It’s hard to read the tea leaves on the future of work with AI. There are such wild extremes between the predictions of techno-utopian boosters and techno-dystopian doomers. It’s exciting and scary at the same time and no one really knows how this will go.
I keep coming back to HBS professor Karim Lakhani’s oft-quoted observation from last year:
“AI is not going to replace humans, but humans with AI are going to replace humans without AI.”
I’ve written a lot about the business adoption of Generative AI and the famous Gartner Hype cycle for emerging technology. In June, I spoke about this at Gartner’s CMO Symposium about the awkward adolescence of AI. We’re at a transition point as “The Peak of Inflated Expectations” gives way to “The Trough of Disillusionment.”

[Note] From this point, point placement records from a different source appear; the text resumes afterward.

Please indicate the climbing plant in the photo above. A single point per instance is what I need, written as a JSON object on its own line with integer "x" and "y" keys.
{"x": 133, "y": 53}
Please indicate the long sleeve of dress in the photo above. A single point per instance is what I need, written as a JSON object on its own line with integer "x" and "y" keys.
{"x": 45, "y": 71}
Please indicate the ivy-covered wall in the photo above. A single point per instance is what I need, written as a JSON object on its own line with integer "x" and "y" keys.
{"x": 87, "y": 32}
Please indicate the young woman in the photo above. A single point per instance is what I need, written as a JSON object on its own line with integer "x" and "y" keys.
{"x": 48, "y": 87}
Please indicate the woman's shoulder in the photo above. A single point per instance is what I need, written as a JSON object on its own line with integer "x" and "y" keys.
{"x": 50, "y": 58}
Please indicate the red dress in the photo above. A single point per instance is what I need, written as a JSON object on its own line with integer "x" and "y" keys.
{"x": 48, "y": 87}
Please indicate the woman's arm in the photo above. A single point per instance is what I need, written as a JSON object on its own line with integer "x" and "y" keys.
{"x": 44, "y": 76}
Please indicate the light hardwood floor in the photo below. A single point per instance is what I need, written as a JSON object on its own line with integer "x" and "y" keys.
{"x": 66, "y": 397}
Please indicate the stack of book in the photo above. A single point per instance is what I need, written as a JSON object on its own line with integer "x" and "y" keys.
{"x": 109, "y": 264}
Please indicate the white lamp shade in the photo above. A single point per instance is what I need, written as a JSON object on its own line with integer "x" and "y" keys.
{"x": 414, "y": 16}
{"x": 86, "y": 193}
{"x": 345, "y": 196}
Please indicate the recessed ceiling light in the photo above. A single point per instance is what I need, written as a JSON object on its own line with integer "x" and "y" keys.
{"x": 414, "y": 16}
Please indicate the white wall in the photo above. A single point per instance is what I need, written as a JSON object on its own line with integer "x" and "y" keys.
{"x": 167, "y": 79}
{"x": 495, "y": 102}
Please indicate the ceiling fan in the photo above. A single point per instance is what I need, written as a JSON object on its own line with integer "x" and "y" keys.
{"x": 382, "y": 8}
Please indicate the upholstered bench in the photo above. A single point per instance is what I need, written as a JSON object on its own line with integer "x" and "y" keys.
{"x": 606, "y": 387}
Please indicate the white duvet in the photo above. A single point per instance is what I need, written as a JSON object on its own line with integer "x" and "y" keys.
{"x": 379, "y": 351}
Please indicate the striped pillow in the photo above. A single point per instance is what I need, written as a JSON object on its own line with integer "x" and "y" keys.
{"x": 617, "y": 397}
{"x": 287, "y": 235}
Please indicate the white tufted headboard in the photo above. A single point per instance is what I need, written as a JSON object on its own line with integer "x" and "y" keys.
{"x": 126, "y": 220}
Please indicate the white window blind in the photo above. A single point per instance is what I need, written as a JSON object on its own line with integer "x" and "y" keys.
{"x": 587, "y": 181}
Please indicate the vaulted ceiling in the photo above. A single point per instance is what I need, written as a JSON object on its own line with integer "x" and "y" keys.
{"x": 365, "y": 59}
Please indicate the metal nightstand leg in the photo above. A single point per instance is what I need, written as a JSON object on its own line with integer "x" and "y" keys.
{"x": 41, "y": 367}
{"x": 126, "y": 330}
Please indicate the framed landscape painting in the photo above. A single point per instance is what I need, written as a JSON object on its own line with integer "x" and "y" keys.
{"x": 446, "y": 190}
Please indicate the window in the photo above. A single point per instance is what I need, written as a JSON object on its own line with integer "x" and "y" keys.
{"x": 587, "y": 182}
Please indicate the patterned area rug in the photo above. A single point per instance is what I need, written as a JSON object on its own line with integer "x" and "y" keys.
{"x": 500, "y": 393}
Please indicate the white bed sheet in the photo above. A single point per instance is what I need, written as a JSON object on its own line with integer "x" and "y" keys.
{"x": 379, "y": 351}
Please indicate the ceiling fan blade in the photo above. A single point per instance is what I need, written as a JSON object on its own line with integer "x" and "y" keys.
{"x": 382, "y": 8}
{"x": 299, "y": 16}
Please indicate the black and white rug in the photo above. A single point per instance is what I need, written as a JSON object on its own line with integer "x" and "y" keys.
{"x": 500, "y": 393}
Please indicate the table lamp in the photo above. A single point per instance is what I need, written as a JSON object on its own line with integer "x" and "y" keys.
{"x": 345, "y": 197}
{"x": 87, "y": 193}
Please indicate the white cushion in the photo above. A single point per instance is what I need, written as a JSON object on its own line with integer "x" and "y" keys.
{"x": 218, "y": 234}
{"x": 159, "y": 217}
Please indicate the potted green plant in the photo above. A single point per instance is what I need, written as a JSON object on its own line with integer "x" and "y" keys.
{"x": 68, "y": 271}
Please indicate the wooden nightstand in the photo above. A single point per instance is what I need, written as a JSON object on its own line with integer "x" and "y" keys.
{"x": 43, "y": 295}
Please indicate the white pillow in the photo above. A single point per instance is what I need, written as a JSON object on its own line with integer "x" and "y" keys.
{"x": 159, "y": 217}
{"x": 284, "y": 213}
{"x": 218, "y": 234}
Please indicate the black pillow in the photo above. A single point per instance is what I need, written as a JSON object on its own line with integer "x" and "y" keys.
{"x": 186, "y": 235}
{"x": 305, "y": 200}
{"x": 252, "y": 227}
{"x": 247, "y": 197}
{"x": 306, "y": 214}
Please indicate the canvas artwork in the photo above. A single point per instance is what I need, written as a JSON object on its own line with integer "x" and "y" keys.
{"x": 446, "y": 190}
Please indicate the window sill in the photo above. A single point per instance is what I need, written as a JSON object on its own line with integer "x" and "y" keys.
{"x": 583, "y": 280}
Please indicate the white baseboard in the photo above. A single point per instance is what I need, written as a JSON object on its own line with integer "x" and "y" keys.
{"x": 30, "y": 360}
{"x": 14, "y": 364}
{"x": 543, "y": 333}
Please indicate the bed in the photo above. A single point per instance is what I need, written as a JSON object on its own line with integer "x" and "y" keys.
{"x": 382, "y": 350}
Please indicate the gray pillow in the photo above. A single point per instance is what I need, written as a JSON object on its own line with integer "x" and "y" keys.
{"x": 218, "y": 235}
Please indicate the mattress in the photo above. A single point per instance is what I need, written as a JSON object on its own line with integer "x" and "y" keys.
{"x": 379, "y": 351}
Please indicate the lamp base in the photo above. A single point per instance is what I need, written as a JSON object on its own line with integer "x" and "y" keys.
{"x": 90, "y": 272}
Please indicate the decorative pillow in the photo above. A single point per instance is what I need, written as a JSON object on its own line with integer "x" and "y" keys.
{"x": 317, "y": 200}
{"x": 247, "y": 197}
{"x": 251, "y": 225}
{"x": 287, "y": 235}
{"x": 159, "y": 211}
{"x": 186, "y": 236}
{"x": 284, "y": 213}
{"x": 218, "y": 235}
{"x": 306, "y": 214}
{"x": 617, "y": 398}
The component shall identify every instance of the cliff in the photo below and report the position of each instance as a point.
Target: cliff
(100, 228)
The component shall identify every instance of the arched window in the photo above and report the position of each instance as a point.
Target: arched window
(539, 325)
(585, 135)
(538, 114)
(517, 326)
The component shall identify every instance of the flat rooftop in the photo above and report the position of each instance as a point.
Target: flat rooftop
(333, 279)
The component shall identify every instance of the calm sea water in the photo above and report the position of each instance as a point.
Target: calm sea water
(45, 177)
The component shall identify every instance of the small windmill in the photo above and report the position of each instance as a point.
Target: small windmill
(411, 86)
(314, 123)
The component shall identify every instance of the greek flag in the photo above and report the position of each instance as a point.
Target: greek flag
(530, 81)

The Upwork Research Institute released a fascinating study a couple weeks ago on the current state of AI at work in the US, UK, Canada, and Australia. The study illustrates the tension of this transition point.
The hype has been high:
“96% of C-suite leaders say they expect the use of AI tools to increase their company’s overall productivity levels. Already, 39% of companies in our study are mandating the use of AI tools, with an additional 46% encouraging their use.”
Yet the results in practice have been wanting:
“Nearly half (47%) of employees using AI say they have no idea how to achieve the productivity gains their employers expect, and 77% say these tools have actually decreased their productivity and added to their workload.”
In the meantime, I think it’s important to keep the conversation going about the nature of work itself. Productivity isn’t the only metric that matters.